Our data suggest that MDIs with spacers may be as efficacious as nebulizers for the treatment of wheezing in children aged 2 to 24 months in the ED. Compared with nebulizers, they appear to have less impact on heart rate and to be associated with a lower admission rate in those patients with a severe wheezing episode. In addition, the potential to provide an efficient, easier method of delivering albuterol to infants and young children makes MDIs with spacers an attractive alternative treatment modality in the ED.

Corresponding author and reprints: Annette Delgado, MD, Division of Emergency Medicine, Jacobi Medical Center, 1400 Pelham Pkwy S, Room 1W20, Bronx, NY 10461.

Accepted for publication September 5, 2002.

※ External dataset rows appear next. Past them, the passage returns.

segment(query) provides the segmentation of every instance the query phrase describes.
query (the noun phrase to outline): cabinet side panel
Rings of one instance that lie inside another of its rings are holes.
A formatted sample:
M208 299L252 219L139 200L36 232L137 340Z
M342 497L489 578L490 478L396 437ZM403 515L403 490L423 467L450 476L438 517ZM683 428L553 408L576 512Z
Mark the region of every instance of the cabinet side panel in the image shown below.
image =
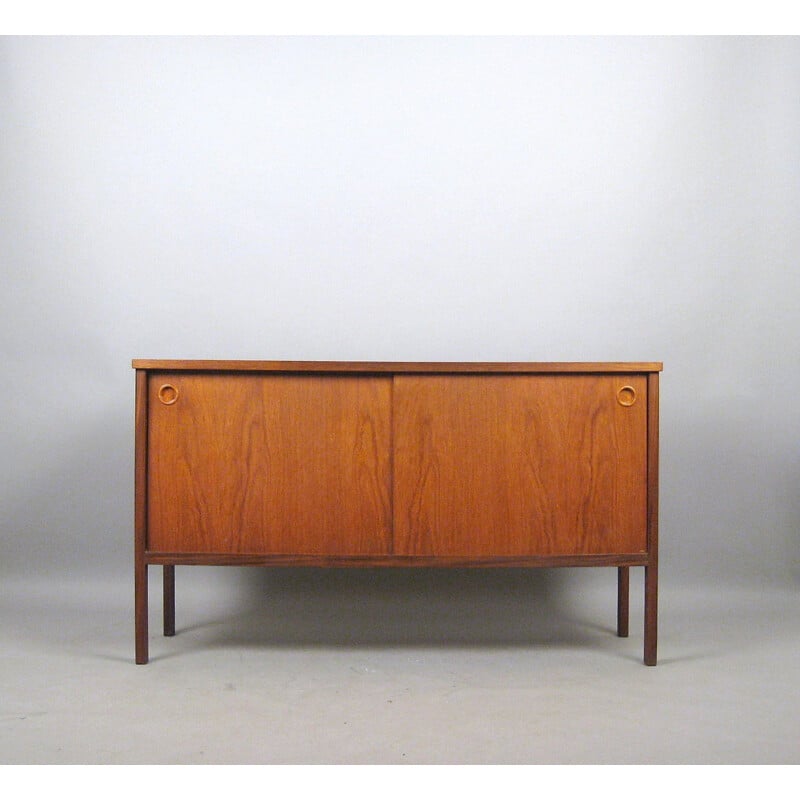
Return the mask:
M658 381L657 372L648 375L647 388L647 549L651 563L658 563Z
M140 560L147 547L147 372L136 370L134 422L134 555Z
M151 550L390 551L390 377L154 373L149 395Z
M394 454L397 554L646 549L644 376L397 376Z

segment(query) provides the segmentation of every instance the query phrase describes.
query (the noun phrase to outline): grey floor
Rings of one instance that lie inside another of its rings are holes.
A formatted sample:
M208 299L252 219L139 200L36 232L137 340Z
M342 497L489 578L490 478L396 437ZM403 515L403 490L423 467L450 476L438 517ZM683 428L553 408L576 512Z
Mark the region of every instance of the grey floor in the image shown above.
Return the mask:
M0 762L797 763L800 592L675 587L659 656L603 570L177 569L2 582Z

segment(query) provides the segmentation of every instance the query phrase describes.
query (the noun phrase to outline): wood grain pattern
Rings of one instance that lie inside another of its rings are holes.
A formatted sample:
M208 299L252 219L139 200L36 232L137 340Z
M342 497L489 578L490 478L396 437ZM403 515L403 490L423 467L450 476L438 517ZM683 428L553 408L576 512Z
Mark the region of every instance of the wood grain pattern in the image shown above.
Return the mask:
M149 550L391 551L390 378L159 372L149 399Z
M646 550L643 375L398 375L393 439L397 554Z
M177 372L334 372L334 373L644 373L660 371L659 361L224 361L147 359L132 361L136 369Z

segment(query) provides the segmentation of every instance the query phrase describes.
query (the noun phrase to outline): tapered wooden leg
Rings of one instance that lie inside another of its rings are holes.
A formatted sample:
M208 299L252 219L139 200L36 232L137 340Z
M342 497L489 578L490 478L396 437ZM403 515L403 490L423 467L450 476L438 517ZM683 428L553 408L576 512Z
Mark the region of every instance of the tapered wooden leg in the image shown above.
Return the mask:
M630 567L617 568L617 636L628 635Z
M136 663L146 664L149 656L147 649L147 564L142 559L136 559L135 573Z
M175 635L175 565L164 564L164 636Z
M644 663L656 665L658 640L658 565L644 568Z

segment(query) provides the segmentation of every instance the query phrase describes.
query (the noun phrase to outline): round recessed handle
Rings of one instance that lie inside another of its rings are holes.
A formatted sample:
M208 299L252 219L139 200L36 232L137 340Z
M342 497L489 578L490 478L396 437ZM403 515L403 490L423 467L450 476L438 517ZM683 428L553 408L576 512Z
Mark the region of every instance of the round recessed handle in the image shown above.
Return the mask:
M158 390L158 399L165 406L171 406L178 399L178 389L171 383L165 383Z
M623 386L617 391L617 402L621 406L632 406L636 402L636 389L633 386Z

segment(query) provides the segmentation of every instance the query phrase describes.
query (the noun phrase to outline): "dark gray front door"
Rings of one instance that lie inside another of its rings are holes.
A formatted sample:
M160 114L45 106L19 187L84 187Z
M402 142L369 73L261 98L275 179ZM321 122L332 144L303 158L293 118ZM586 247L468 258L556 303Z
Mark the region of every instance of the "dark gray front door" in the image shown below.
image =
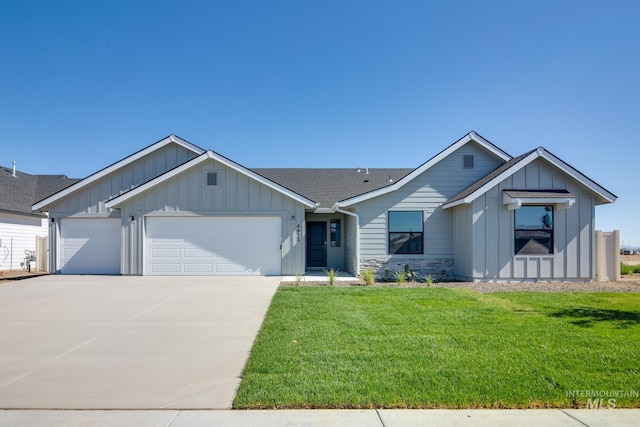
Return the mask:
M327 223L307 222L307 267L327 266Z

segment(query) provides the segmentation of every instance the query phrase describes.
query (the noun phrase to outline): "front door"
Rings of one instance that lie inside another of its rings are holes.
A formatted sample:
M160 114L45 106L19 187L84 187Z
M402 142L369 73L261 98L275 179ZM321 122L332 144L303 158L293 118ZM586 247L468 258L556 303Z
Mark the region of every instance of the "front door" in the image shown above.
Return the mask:
M307 222L307 267L327 266L327 223Z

This study was presented in part at the Ambulatory Pediatric Association Annual Meeting, Washington, DC, May 8, 1996.

We thank the Monaghan Medical Corporation for providing the Aerochambers used in this study. We also thank the pediatric emergency department nursing staff at Jacobi Medical Center for their assistance in recruiting patients for this study.

The administration of bronchodilator therapy to infants and young children is often difficult in a busy ED. Although MDIs with spacer devices have provided an efficient method of administering bronchodilators to children older than 2 years, their use in young children has not been well evaluated.

This study suggests that MDIs with spacers may be as efficacious as nebulizers for the ED treatment of wheezing in infants and children aged 2 years or younger and may be associated with a lower hospitalization rate and less increase in heart rate in patients with a more severe asthma exacerbation.